The developed multimedia instrument for the elicitation of informed consent from obese patients before gastric banding offers a new approach to patient education and self-determination. Due to the abundance of indiscriminate sources available on the Internet and in the media, a jungle of information develops. Patients do not know which information is reliable, consistent, and evidence-based. The system used here gives patients an opportunity to access detailed, high-quality information regarding their upcoming surgery, combined with pertinent details of their hospitalization and treating surgeon. The interactivity of the program allows the patient to determine exactly how much and the depth of information they receive, a massive advantage compared with conventional informed consent sheets or even personal conversation with a surgeon. Information about the development of the disease and alternative therapies is presented in particular detail; in the program, patients have access to accurate information regarding alternatives, self-help groups, and even comments from other patients. The gastric banding procedure can have drastic consequences for patients’ lives, with various side-effects and risks (17). It is, therefore, of utmost importance that patients are well informed of possible complications before the procedure.

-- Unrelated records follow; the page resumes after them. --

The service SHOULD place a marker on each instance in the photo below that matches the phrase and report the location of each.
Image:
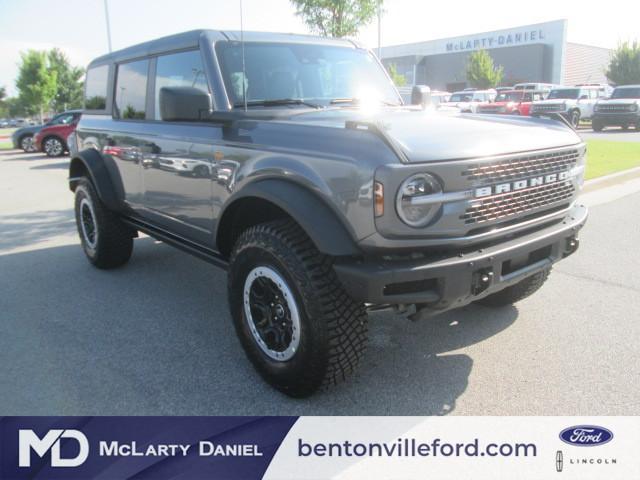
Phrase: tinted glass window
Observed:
(131, 90)
(179, 70)
(63, 119)
(96, 89)
(317, 73)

The first prototype required substantial investments of both effort and money to obtain an accurate and error-free system. Subsequent presentations are now much more reasonable. Regarding medical conditions besides obesity, particularly those requiring more common therapies with fewer alternatives and clearer surgical indications, further studies are indicated to determine the utility of multimedia instruments for patient education.

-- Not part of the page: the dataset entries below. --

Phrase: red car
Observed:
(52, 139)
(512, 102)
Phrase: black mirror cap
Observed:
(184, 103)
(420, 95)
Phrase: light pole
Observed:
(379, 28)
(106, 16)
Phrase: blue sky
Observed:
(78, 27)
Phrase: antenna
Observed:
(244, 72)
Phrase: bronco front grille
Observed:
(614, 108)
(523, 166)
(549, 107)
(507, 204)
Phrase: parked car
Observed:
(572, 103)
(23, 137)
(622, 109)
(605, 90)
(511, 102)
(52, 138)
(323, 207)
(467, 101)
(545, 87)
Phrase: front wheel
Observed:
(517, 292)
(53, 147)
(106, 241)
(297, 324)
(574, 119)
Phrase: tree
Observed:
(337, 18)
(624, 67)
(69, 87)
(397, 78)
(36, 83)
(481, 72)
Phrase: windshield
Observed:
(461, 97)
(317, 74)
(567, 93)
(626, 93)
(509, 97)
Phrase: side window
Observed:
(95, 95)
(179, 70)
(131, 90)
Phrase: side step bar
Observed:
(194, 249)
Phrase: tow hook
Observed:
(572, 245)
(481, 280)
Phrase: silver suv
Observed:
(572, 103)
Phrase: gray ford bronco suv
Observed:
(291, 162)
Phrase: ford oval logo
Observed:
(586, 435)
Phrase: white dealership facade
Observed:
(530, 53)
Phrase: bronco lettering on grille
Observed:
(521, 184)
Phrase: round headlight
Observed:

In the run-up to our pilot phase, we explored the general interest in multimedia objectives and particularly multimedia instruments for informed consent. Patient feedback showed a high level of interest in our project (over 45% gave the highest score of 7; mean value, 6.1 of 7). During the entire project, we received highly positive reactions from patients and staff alike, which underscored again the importance of and the general interest in the program. However, the small group of staff interviewees was skeptical concerning the communication of professional competence and the easing of staff workload. Results of patient questionnaires were also positive, with improved understanding and satisfaction with the education process using the multimedia presentation. Patient and staff interest in the project and positive findings of the questionnaires correlate well with the findings of Klima et al. (18), who reported similar results in nearly 300 patients before orthopaedic interventions. Evrard et al. (19) used a multimedia DVD for patients before oncological interventions. Seventy-one percent of their patients considered that viewing the DVD had been positive and encouraging. Similar findings regarding patient satisfaction and better comprehension were reported by Müller et al. (20), Luck et al. (15), and Rossi et al. (21), who all used more rudimentary systems (simple text-based computer or videotape-based information).

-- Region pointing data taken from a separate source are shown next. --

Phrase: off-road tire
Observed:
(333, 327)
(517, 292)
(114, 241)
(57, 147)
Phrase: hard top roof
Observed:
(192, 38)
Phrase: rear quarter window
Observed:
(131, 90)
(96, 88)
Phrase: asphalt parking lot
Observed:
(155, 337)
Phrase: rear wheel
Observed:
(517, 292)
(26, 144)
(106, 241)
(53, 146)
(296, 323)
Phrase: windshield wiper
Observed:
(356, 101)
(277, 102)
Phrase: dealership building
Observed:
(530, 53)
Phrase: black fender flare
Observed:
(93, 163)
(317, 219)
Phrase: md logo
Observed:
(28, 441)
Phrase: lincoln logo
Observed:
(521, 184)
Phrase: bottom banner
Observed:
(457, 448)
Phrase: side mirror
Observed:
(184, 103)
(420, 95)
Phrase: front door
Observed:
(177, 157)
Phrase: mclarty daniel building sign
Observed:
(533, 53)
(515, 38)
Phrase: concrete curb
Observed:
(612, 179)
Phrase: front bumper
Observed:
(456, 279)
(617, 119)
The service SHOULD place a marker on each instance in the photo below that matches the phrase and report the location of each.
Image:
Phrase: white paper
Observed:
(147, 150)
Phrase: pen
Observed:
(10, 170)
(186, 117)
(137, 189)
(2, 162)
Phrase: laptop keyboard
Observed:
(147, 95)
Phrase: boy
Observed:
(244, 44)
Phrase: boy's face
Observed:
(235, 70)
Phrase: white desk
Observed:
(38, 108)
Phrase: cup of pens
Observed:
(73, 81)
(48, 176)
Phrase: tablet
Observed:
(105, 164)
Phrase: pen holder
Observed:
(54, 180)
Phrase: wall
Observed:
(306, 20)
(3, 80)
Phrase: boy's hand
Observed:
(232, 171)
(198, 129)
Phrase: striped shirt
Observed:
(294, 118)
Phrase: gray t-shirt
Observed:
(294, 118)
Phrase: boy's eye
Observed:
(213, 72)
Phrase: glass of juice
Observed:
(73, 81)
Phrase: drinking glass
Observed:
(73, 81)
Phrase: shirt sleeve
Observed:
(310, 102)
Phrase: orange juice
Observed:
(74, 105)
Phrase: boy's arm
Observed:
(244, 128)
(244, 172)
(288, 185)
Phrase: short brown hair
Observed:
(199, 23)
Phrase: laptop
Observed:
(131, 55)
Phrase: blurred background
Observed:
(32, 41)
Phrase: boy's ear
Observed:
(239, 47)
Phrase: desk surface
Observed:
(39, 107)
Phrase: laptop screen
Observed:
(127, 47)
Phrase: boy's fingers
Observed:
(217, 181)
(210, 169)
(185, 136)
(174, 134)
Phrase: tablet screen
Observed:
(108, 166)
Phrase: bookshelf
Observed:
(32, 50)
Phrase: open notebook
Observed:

The lack of change in anxiety scores indicates the limits of the multimedia approach. Patient anxiety was not reduced with use of the program; however, subgroups demonstrated a shift from more somatic/autonomous anxiety to a more cognitive anxiety. Also, a huge reduction of anxiety was not expected because the level of information given in the program regarding surgical procedure, risks, etc., was in much more detail than that given to the control group. As described earlier, anxiety can be produced by education regarding risks and complications during the informed consent process (19). In any case, previous studies have demonstrated decreased anxiety scores measured by urine cortisol concentrations (13) or questionnaires (11). Thus, our results may not be representative regarding anxiety reduction through multimedia-based information. One limitation of the current study was, perhaps, the highly elective nature of the operation, which requires a long period of consideration. Prolonged reflection about the upcoming operation may raise anxiety levels. Also, the current study used small patient collectives.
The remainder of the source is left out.